The defendant's appeal is dismissed.

Reasons

1. Summary of the grounds for appeal (the mistake of facts or misapprehension of legal principles);

A. Whether the Defendant constitutes “Assault” or not was a flicked with the victim, and was punished by a flick with the victim. In the process, the blicking of the victim was merely a flicked flick.

It can not be said that it is an assault to the extent that it would suppress the victim's resistance or make the victim unable to resist.

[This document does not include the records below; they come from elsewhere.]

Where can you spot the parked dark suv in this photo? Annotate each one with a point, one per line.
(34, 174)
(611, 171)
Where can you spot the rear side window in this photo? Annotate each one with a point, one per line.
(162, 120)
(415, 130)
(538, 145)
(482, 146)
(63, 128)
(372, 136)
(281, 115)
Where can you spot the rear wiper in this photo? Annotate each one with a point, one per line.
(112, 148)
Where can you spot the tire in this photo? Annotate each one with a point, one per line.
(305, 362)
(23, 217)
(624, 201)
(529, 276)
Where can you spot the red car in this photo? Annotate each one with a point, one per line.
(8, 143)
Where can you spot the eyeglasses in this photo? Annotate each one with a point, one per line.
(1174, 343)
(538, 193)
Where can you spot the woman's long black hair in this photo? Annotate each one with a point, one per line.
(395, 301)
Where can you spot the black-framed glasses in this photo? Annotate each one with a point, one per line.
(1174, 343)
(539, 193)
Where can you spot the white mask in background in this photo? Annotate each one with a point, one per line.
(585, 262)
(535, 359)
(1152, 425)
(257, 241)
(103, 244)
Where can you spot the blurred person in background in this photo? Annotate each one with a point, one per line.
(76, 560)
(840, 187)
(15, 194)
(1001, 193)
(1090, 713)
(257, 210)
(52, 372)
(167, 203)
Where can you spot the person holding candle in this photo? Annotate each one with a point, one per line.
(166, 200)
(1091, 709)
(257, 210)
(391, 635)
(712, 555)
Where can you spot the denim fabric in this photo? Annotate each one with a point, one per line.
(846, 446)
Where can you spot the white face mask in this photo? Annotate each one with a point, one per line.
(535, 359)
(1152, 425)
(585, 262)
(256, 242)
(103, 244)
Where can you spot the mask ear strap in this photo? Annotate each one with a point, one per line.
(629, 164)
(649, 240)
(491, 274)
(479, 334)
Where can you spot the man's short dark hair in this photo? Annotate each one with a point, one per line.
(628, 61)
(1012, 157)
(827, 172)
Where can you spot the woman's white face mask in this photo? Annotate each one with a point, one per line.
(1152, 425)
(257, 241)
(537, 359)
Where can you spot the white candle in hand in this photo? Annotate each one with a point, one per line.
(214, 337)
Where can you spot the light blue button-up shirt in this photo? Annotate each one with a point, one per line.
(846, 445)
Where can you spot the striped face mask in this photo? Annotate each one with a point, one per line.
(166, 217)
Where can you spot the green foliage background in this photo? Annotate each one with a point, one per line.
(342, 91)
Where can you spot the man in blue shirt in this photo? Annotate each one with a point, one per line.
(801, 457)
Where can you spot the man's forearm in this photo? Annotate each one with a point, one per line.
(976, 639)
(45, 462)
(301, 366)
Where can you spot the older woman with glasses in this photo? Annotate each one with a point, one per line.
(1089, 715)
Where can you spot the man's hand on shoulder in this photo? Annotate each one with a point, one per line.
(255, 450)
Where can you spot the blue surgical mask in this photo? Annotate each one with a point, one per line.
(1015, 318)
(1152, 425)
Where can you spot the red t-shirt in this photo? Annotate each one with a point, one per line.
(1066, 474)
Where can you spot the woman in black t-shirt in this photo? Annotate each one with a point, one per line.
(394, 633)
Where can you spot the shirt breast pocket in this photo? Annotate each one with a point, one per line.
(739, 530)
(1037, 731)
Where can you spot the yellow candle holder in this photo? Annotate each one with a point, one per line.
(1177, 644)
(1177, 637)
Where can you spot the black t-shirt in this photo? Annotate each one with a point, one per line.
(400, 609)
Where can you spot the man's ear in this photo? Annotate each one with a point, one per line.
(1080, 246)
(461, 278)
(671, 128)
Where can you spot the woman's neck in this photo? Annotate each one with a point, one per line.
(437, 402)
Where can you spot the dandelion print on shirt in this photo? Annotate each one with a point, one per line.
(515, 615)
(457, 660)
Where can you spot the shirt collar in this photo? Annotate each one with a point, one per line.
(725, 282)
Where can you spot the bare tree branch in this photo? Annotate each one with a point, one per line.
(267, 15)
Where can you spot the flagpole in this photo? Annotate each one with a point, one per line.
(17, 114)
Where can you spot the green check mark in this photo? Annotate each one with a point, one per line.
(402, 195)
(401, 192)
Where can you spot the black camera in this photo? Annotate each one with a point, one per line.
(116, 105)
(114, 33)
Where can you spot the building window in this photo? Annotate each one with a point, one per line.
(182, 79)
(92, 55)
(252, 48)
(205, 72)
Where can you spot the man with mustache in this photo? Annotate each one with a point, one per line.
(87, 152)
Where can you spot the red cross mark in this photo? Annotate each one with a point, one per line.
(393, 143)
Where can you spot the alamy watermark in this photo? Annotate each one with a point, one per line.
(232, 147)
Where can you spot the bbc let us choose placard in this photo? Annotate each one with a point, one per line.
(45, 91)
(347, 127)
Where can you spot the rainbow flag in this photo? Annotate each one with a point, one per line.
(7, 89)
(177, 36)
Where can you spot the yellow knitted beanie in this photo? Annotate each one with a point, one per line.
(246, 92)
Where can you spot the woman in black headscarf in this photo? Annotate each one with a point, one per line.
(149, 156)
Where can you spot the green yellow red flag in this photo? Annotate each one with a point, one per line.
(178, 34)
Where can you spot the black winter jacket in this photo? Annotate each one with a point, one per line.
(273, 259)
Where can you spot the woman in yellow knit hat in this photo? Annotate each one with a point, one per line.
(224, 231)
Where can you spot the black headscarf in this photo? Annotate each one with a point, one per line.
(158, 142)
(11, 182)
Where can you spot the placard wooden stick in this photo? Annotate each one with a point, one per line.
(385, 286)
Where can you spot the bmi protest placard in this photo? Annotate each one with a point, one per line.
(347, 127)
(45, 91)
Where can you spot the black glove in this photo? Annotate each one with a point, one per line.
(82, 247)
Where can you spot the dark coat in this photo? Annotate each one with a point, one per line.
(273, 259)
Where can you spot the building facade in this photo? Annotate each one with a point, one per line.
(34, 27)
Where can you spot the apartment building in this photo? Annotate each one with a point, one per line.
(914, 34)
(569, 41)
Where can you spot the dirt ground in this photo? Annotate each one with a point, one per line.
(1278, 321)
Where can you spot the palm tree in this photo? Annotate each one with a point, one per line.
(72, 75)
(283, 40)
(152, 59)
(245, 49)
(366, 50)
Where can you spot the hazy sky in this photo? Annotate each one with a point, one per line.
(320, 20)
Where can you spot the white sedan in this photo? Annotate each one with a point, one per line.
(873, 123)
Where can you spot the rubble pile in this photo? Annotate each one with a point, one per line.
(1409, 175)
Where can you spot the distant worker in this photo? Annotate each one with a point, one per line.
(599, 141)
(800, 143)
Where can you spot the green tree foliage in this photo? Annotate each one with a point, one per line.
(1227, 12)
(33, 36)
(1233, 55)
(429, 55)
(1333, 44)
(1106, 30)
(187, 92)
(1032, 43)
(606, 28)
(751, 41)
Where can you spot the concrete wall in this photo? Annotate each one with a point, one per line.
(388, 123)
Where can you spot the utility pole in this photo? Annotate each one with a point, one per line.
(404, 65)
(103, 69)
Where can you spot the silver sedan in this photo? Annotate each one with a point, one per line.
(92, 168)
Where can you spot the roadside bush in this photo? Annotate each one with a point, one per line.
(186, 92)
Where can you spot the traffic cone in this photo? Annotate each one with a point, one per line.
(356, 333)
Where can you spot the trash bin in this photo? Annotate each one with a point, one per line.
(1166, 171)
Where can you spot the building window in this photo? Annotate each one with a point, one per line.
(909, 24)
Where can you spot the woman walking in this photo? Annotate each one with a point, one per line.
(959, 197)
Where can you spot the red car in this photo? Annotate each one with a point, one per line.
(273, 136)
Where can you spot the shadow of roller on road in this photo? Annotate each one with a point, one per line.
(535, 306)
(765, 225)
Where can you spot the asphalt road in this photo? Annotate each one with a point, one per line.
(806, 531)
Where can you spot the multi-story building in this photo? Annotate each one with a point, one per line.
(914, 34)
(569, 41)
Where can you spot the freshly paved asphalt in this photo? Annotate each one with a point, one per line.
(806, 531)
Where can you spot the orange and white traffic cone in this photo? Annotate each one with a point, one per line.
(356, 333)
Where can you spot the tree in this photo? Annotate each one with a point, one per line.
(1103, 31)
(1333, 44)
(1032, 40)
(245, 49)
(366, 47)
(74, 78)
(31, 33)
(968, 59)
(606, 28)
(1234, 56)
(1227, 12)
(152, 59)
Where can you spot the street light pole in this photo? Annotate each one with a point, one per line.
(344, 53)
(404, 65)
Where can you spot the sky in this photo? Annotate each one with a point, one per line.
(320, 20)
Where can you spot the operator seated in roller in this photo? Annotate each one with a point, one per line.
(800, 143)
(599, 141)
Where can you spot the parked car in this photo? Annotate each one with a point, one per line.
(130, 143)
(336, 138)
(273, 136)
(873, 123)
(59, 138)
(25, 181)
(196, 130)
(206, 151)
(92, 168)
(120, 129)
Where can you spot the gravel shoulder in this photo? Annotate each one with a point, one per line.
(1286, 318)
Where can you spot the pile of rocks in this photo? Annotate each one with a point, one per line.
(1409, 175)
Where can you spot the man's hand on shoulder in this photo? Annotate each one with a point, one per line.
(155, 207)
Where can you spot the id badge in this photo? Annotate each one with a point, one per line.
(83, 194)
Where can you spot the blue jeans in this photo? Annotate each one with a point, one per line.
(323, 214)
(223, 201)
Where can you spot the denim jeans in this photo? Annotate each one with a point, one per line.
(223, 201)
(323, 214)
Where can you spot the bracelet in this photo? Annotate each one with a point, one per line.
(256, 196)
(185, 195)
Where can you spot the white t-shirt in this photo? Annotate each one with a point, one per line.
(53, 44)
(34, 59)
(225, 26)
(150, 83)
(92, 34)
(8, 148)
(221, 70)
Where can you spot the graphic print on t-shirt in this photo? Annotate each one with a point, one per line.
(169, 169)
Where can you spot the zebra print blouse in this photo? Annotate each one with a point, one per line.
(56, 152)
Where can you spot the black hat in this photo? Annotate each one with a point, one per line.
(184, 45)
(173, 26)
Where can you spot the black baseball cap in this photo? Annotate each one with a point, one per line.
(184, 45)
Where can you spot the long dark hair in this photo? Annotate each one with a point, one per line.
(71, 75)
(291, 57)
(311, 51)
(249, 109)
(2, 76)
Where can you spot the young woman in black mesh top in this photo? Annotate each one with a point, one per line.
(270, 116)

B. Whether the instant crime constitutes “injury” or “injury” was committed by the victim during the commission of the instant crime, but the degree of such injury does not cause any inconvenience in daily life due to minor degree, nor is it possible to recover nature, and thus, cannot be deemed as an injury to the robbery.

2. Determination:

A. 1) In the crime of robbery, the degree of assault and intimidation should be objectively to the extent that the other party’s resistance or resisting from social norms (see, e.g., Supreme Court Decisions 2001Do359, Mar. 23, 2001; 2004Do437, Oct. 28, 2004) is acknowledged by the court of first instance by the evidence duly adopted and investigated by the court of first instance as follows. In other words, the victim was not a victim who was lawfully adopted by the investigative agency at the time of his/her death and injury, but a victim was not a victim who was unable to take a blag because he/she was able to take a blag with his/her seat, she was able to take a blag with his/her hand, and was able to kill him/her at the time of his/her death and her blag.